# Should i get the A+ Case El Diablo or a different case?



## MilkyWay (Feb 15, 2008)

http://www.overclock3d.net/reviews.php?/cases_cooling/a_case_el_diablo_atx_case/1

Is the A+ Case El Diablo a good case just wondered if it was better than the A+ Case Twin Engine / XCLIO A380

http://www.techpowerup.com/printreview.php?id=/Apluscase/TwinEngine

Thinking of getting a new case and those seem good but might get the Gigabyte Triton, another suggestions would be good.


----------



## AsRock (Feb 15, 2008)

I like the Thermaltake Armor more than any other at it's price..


----------



## PaulieG (Feb 15, 2008)

The twin engine case is very good in terms of air flow, but it's also very loud. Gigabyte cases are usually pretty good.
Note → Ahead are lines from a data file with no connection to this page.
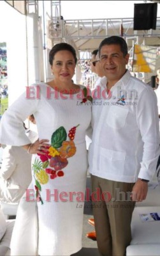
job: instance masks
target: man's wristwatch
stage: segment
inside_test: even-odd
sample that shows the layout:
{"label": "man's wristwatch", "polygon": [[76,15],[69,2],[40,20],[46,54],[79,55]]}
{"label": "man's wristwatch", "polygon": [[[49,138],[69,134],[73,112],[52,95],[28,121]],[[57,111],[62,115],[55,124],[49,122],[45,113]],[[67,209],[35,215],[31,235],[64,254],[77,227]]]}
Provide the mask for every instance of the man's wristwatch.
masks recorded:
{"label": "man's wristwatch", "polygon": [[141,179],[141,180],[142,180],[142,181],[144,181],[145,182],[149,182],[149,180],[145,180],[144,179]]}

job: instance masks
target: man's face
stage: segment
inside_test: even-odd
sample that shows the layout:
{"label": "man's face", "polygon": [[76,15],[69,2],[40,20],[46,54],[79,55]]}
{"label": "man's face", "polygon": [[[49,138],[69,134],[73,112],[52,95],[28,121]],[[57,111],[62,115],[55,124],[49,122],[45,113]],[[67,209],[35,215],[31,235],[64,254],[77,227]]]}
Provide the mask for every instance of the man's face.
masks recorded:
{"label": "man's face", "polygon": [[95,61],[95,60],[96,60],[96,55],[92,54],[92,57],[91,57],[91,69],[92,72],[94,72],[94,73],[96,73],[96,67],[93,65],[93,63],[92,63],[92,62]]}
{"label": "man's face", "polygon": [[126,65],[128,63],[129,55],[124,57],[119,45],[105,45],[102,46],[100,52],[101,67],[108,81],[115,83],[126,72]]}

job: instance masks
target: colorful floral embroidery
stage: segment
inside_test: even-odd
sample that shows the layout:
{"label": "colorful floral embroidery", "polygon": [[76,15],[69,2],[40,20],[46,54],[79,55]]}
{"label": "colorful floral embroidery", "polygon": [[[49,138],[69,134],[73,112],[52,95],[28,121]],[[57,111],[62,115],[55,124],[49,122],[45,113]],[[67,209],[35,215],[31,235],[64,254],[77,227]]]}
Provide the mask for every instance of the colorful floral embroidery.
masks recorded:
{"label": "colorful floral embroidery", "polygon": [[66,140],[67,132],[64,127],[57,129],[52,135],[51,147],[48,147],[48,152],[43,152],[44,155],[38,154],[40,159],[36,158],[34,160],[33,168],[36,182],[36,196],[42,204],[43,202],[40,195],[41,185],[48,183],[49,179],[64,176],[64,172],[62,169],[68,164],[67,158],[76,153],[73,140],[78,126],[79,124],[69,131],[69,140]]}
{"label": "colorful floral embroidery", "polygon": [[83,93],[84,98],[82,99],[82,101],[80,103],[85,103],[87,100],[91,101],[91,102],[92,102],[92,97],[91,95],[87,95],[87,89],[85,87],[83,89]]}

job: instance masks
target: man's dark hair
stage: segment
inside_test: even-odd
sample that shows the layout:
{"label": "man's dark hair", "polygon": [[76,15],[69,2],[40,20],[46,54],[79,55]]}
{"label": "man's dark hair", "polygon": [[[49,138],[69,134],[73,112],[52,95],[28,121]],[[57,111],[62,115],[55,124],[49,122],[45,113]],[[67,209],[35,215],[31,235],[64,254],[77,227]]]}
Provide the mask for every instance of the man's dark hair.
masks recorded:
{"label": "man's dark hair", "polygon": [[94,51],[92,51],[92,55],[95,55],[95,57],[96,57],[96,56],[97,54],[98,54],[98,49],[96,49],[96,50],[94,50]]}
{"label": "man's dark hair", "polygon": [[99,46],[99,54],[100,57],[101,49],[103,45],[110,45],[111,44],[116,44],[120,45],[121,52],[123,53],[124,57],[127,54],[127,45],[124,38],[117,36],[112,36],[104,39]]}
{"label": "man's dark hair", "polygon": [[53,48],[50,50],[49,53],[49,63],[51,66],[53,65],[53,60],[55,56],[55,53],[60,51],[68,51],[70,52],[74,57],[75,64],[77,61],[77,58],[76,56],[76,51],[75,49],[69,44],[66,43],[59,43],[55,44]]}

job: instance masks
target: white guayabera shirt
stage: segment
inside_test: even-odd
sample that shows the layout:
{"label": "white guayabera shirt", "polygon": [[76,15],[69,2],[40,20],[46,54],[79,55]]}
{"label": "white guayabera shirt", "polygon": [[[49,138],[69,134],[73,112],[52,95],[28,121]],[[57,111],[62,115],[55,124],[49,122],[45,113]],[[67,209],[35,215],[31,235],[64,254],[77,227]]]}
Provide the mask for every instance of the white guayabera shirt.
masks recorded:
{"label": "white guayabera shirt", "polygon": [[89,172],[120,182],[150,180],[159,155],[155,92],[128,70],[108,93],[106,84],[102,80],[92,92]]}

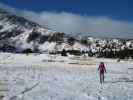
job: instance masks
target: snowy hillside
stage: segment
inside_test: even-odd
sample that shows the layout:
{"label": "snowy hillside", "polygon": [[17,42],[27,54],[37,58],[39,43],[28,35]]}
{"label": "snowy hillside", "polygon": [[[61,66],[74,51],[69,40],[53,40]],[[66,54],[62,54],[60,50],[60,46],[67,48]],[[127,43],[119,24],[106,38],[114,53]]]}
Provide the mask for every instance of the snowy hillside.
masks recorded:
{"label": "snowy hillside", "polygon": [[0,9],[1,51],[58,53],[63,49],[108,58],[118,58],[121,54],[120,58],[125,58],[128,52],[126,57],[133,58],[133,39],[100,39],[60,33]]}
{"label": "snowy hillside", "polygon": [[[97,68],[107,73],[100,84]],[[3,100],[133,100],[133,62],[0,53]]]}

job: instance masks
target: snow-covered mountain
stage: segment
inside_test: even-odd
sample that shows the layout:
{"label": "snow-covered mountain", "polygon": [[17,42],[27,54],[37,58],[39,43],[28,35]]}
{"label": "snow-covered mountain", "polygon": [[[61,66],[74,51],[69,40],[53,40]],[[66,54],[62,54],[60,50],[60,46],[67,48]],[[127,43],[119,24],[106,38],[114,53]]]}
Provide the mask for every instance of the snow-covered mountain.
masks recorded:
{"label": "snow-covered mountain", "polygon": [[79,50],[99,56],[106,52],[133,50],[133,40],[60,33],[0,9],[0,50],[23,52],[27,49],[33,52]]}

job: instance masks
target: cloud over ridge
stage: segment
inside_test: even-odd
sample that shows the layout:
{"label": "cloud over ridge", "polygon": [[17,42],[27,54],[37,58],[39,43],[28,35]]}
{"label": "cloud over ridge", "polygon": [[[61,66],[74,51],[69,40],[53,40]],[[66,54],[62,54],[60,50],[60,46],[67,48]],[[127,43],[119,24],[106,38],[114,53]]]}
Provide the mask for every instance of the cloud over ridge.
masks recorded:
{"label": "cloud over ridge", "polygon": [[100,37],[133,38],[133,22],[118,21],[107,16],[81,16],[68,12],[34,12],[19,10],[0,3],[0,8],[25,17],[40,25],[65,33],[90,33]]}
The Aurora line is VERY good.


----------



## MilkyWay (Feb 15, 2008)

what one i dont want to spend more than £60


----------



## MilkyWay (Feb 17, 2008)

So any recommendation on a case which one would be a better buy?

If none of the mentioned cases would any other case be recommended?


----------



## Rapid (Feb 25, 2008)

AsRock said:


> I like the Thermaltake Armor more than any other at it's price..
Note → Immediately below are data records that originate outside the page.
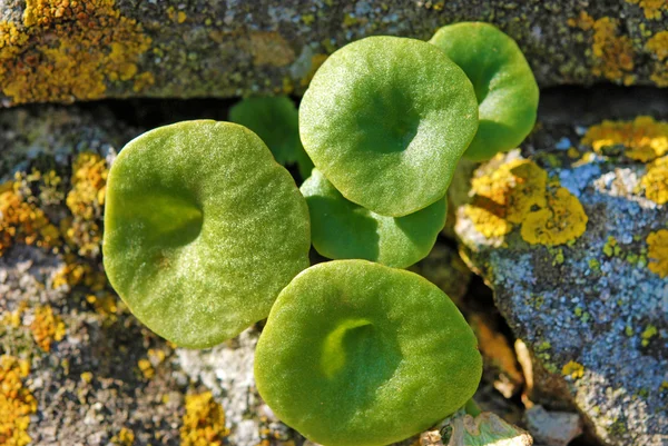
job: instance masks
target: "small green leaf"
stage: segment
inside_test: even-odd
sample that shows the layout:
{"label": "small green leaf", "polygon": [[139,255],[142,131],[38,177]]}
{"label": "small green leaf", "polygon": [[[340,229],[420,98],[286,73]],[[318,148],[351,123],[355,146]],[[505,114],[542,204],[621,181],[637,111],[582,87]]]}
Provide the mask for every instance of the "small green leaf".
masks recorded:
{"label": "small green leaf", "polygon": [[464,72],[426,42],[369,37],[315,73],[299,106],[302,142],[348,200],[402,217],[445,195],[478,128]]}
{"label": "small green leaf", "polygon": [[256,132],[278,163],[296,163],[302,178],[308,178],[313,162],[299,141],[297,109],[289,98],[243,99],[229,109],[229,120]]}
{"label": "small green leaf", "polygon": [[492,24],[461,22],[438,30],[430,43],[445,51],[475,89],[480,125],[464,157],[480,161],[518,147],[536,123],[539,90],[515,41]]}
{"label": "small green leaf", "polygon": [[445,198],[405,217],[385,217],[346,200],[324,175],[301,187],[315,249],[332,259],[365,259],[405,268],[426,257],[445,225]]}
{"label": "small green leaf", "polygon": [[416,274],[365,260],[311,267],[281,291],[255,379],[287,425],[327,446],[381,446],[454,413],[482,374],[454,304]]}
{"label": "small green leaf", "polygon": [[107,184],[107,276],[139,320],[210,347],[265,318],[308,266],[308,209],[245,127],[208,120],[130,141]]}

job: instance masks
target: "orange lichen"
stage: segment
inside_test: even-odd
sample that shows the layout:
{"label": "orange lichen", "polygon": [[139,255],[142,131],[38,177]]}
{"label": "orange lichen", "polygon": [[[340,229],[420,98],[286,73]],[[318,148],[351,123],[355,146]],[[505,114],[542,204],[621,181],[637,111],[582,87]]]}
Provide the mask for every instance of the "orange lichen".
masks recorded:
{"label": "orange lichen", "polygon": [[59,316],[53,315],[53,309],[49,306],[35,309],[30,330],[37,345],[45,351],[51,350],[51,343],[60,341],[65,337],[65,324]]}
{"label": "orange lichen", "polygon": [[27,360],[0,357],[0,445],[26,446],[31,442],[28,426],[37,400],[22,383],[29,373]]}
{"label": "orange lichen", "polygon": [[572,379],[581,378],[584,376],[584,366],[571,360],[561,368],[561,375],[570,376]]}
{"label": "orange lichen", "polygon": [[23,177],[0,185],[0,256],[17,242],[51,248],[59,239],[58,229],[45,212],[35,205],[36,198]]}
{"label": "orange lichen", "polygon": [[627,3],[638,4],[642,8],[645,18],[648,20],[660,20],[662,11],[668,10],[667,0],[626,0]]}
{"label": "orange lichen", "polygon": [[14,103],[100,98],[135,77],[150,46],[115,0],[28,0],[22,27],[4,22],[4,33],[0,86]]}
{"label": "orange lichen", "polygon": [[593,28],[592,73],[613,81],[631,85],[635,80],[633,47],[628,36],[618,36],[619,21],[609,17],[598,19]]}
{"label": "orange lichen", "polygon": [[220,446],[229,430],[223,407],[210,392],[186,396],[186,415],[180,428],[181,446]]}
{"label": "orange lichen", "polygon": [[502,237],[521,225],[529,244],[561,245],[580,237],[587,214],[567,189],[548,185],[534,162],[513,160],[472,180],[474,194],[465,215],[483,236]]}
{"label": "orange lichen", "polygon": [[72,212],[61,224],[61,231],[70,246],[82,257],[96,257],[102,241],[101,216],[107,191],[107,161],[97,153],[80,153],[72,167],[72,188],[67,195],[67,207]]}
{"label": "orange lichen", "polygon": [[668,153],[668,122],[639,116],[632,121],[609,121],[591,126],[582,140],[598,153],[620,146],[627,158],[642,162]]}
{"label": "orange lichen", "polygon": [[668,277],[668,229],[647,236],[649,270],[661,278]]}
{"label": "orange lichen", "polygon": [[668,202],[668,157],[647,165],[647,174],[640,179],[645,196],[657,205]]}

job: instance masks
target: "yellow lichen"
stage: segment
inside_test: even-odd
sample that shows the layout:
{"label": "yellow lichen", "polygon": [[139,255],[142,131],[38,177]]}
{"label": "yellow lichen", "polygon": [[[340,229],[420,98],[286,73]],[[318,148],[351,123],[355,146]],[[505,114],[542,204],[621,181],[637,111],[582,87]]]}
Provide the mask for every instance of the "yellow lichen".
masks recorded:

I have a Thermalake Armour, brilliant case, heavy.... but brilliant. 

Its shown in the cable management thread if you want to see the inside of it.

Bundles of space for everything


----------



## miksanity (Feb 27, 2008)

im saying the A+, it looks more well built, ya know? go for it bro.


----------



## das müffin mann (Feb 27, 2008)

if you can afford it the lian-li http://www.newegg.com/Product/Product.aspx?Item=N82E16811112159
bloody spledid case, wish i could afford

but the armor is a great case, thats prob the one i would get for that or 
this
http://www.newegg.com/Product/Product.aspx?Item=N82E16811119137


----------



## Odin Eidolon (Feb 27, 2008)

try Collermaster RC-690 (dominator). It's fantastic! Totally toolless, great airflow, lightweight, cool, 7x120 or 140mm fans, great reviews, good cable management, bottom placed PSU, little outside (mid-tower), big inside. Take it! Fans completely silent


----------



## das müffin mann (Feb 27, 2008)

have to agree with you on that, i ordered one me-self


----------